A.H.: C’est aussi pour que des territoires beaucoup moins dotés en moyens puissent avoir un outil.
A.A. : La MEL n’a pas de pouvoir de coercition, tout se fait sur la base du volontariat. Nous avons donc l’ambition d’être convaincants. Le groupe de travail, c’est la vraie force, ils sont aussi relais.

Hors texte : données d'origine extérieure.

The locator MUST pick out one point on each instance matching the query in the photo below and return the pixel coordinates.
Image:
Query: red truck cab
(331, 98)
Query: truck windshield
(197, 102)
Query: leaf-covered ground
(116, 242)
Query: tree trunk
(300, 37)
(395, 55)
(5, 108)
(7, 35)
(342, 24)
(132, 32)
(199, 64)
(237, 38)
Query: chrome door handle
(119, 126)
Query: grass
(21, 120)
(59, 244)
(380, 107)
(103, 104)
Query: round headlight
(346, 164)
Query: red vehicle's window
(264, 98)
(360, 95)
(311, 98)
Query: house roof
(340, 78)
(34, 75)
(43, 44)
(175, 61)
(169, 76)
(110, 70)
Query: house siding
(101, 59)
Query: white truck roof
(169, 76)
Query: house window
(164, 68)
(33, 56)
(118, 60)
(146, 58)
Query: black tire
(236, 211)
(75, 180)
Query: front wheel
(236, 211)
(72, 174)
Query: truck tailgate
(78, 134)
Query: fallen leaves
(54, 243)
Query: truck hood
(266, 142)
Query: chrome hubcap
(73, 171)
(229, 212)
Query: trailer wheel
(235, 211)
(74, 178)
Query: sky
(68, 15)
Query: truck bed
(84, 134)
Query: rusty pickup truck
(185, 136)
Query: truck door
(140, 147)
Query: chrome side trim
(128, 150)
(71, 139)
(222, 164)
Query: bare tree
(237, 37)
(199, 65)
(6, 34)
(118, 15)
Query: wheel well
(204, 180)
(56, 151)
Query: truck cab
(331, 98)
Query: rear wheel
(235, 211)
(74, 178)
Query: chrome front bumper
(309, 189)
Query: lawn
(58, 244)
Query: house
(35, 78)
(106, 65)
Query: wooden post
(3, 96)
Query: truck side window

Quel budget est consacré au guide ?
A.A. : Notre budget pour la rédaction du guide et le spot est de 16 000€, avec une partie internalisée. Ça, c’est pour le premier jet. Il peut être revu à la hausse par la suite. Nous n’avons pas de budget pour un site avec les outils créés car nous n’avions pas d’intérêt à en créer un. Par contre, le film et le guide dématérialisés seront mis à disposition gratuitement sur les sites dédiés. L’idée, c’est que chacun puisse s’en saisir quand il veut et où il veut. Nous avons prévu un tirage gratuit pour les associations qui le souhaiteraient.
Et l’étape d’après ?
A.A. : Potentiellement un deuxième guide, adapté ou complété, toujours dans le schéma métropolitain. Par exemple sur les enfants victimes ou l’accompagnement des maris qui perpétuent les violences. Notre volonté, c’est de nous adapter aux problématiques d’actualité, ne pas s’en laver les mains dès que le guide sera terminé.